Velahub is a unified gateway for Claude, GPT, Gemini, Voyage and DeepSeek. Point any OpenAI- or Anthropic-compatible SDK at the endpoint below and authenticate with a vh-live-... key — everything else stays the same.

Base URL
OpenAI-compatible SDKs
https://www.velahub.ai/v1
Anthropic SDK
https://www.velahub.ai

OpenAI-family SDKs append /chat/completions to the base URL, so they need the /v1 prefix.

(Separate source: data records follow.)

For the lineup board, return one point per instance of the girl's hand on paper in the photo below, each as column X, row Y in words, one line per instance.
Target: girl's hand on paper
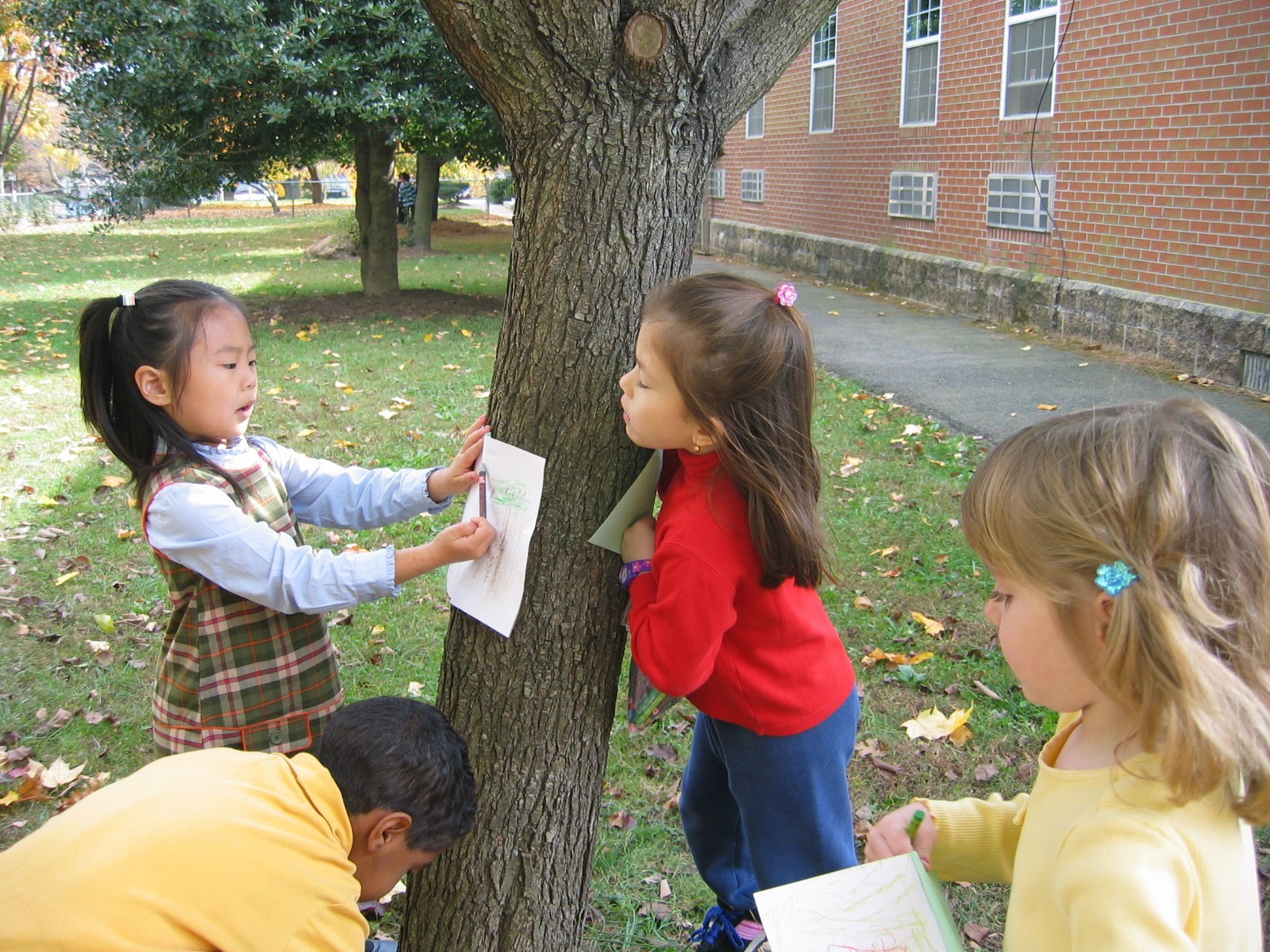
column 464, row 541
column 638, row 539
column 889, row 835
column 461, row 474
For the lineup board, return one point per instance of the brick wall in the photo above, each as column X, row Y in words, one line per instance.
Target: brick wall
column 1160, row 144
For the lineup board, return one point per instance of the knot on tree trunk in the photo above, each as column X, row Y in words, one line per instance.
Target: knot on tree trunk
column 645, row 37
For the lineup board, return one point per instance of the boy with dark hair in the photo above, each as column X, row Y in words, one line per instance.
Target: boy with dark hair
column 245, row 852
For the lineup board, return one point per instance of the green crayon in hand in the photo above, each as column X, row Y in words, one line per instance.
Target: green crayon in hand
column 914, row 824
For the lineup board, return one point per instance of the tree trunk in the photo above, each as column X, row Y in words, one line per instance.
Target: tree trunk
column 610, row 135
column 427, row 175
column 375, row 206
column 435, row 205
column 315, row 187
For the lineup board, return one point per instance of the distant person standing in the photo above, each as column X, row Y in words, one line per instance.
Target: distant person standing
column 406, row 190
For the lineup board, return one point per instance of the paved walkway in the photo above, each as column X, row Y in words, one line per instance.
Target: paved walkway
column 979, row 381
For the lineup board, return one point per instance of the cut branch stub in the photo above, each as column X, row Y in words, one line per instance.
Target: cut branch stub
column 645, row 37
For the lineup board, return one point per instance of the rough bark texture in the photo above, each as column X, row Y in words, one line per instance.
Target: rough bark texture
column 429, row 171
column 375, row 205
column 610, row 133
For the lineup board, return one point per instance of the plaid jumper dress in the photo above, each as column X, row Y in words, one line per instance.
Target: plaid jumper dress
column 233, row 672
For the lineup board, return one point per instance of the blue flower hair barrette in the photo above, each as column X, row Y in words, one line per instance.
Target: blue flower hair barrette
column 1114, row 578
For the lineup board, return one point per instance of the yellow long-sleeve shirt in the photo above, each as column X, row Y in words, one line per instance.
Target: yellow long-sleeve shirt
column 1104, row 860
column 213, row 850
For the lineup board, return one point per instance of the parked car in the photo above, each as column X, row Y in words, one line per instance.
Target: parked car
column 252, row 192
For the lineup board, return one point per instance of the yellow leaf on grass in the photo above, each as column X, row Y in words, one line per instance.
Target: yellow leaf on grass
column 59, row 774
column 933, row 725
column 933, row 628
column 895, row 659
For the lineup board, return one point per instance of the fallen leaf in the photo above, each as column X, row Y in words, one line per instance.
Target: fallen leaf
column 933, row 628
column 622, row 820
column 986, row 691
column 850, row 465
column 59, row 774
column 933, row 725
column 895, row 659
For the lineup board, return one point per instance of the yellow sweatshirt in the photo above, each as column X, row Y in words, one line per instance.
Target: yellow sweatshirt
column 1103, row 860
column 213, row 850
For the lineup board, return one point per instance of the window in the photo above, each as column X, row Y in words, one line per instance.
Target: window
column 1032, row 32
column 912, row 194
column 921, row 61
column 718, row 183
column 1020, row 202
column 825, row 50
column 755, row 120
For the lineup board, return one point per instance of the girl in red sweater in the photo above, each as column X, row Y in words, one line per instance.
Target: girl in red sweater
column 724, row 608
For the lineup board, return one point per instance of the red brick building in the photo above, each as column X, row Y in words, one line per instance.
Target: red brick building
column 922, row 148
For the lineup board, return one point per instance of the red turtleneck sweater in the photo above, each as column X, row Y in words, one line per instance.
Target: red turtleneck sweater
column 705, row 628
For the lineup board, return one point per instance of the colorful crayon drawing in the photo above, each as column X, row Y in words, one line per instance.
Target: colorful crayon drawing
column 892, row 905
column 491, row 589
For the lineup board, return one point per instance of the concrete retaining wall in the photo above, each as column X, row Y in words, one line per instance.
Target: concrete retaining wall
column 1204, row 340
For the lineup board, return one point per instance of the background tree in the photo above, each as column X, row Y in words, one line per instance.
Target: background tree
column 613, row 121
column 179, row 99
column 25, row 56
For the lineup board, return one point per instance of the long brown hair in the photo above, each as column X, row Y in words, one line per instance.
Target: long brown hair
column 159, row 330
column 745, row 368
column 1180, row 493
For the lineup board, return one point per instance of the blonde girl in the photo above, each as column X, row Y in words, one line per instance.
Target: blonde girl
column 168, row 378
column 724, row 607
column 1130, row 550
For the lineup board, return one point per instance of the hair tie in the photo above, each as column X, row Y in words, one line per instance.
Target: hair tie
column 1114, row 578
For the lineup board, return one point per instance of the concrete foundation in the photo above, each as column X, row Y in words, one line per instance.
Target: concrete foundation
column 1204, row 340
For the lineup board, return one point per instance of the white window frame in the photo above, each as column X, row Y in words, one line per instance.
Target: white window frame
column 1029, row 12
column 753, row 184
column 755, row 120
column 1034, row 216
column 718, row 183
column 921, row 205
column 912, row 44
column 825, row 59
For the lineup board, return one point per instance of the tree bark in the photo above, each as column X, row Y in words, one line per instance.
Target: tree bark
column 427, row 175
column 315, row 187
column 375, row 206
column 611, row 130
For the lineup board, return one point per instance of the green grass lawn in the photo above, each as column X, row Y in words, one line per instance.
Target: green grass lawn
column 83, row 606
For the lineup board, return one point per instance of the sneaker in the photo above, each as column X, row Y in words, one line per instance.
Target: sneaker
column 728, row 931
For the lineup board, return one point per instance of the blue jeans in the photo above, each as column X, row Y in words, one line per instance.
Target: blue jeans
column 762, row 812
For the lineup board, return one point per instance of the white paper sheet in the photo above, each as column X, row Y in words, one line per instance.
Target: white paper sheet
column 891, row 905
column 635, row 505
column 491, row 588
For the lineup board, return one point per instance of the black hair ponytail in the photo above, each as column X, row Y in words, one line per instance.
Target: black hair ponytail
column 117, row 336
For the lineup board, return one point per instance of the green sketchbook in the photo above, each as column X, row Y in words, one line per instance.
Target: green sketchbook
column 892, row 904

The Anthropic SDK appends /v1/messages itself, so its base URL is just the host.

The API is also reachable at the apex domain https://velahub.ai — handy for tools that don't follow redirects or that strip the Authorization header on a host change.

Quickstart

  1. Sign in and create an API key in the dashboard.
  2. Copy the key — it starts with vh-live-. Treat it like a password and never commit it to source control.
  3. Top up your wallet on the billing page. Calls deduct from this balance based on upstream token usage — see Models for current pricing.
  4. Point your SDK's base URL at https://www.velahub.ai/v1 (OpenAI dialect) or https://www.velahub.ai (Anthropic dialect).
  5. Make a request. Every response includes an x-velahub-request-id header and per-call cost / token headers — see Response headers below.

There is no separate org / project / region setup. One key works against every supported model. Use X-Velahub-* headers to opt into gateway features like fallback, max-price caps or BYOK.

Authentication

All API calls require a Bearer token in the Authorization header. The token is the API key you generated in the dashboard.

  • Production keys start with vh-live- and bill against the workspace wallet.
  • Account / management endpoints (manage inference keys, usage, generations, token counting, BYOK) authenticate with a management key (vh-mgmt-...) — see Management keys — not an inference API key.
  • Keys can be revoked at any time from the dashboard. Revocation takes effect within a few seconds.

Models

Velahub routes to the model you specify by id. The same id works regardless of which dialect you call — under the hood the gateway translates between OpenAI- and Anthropic-style request shapes.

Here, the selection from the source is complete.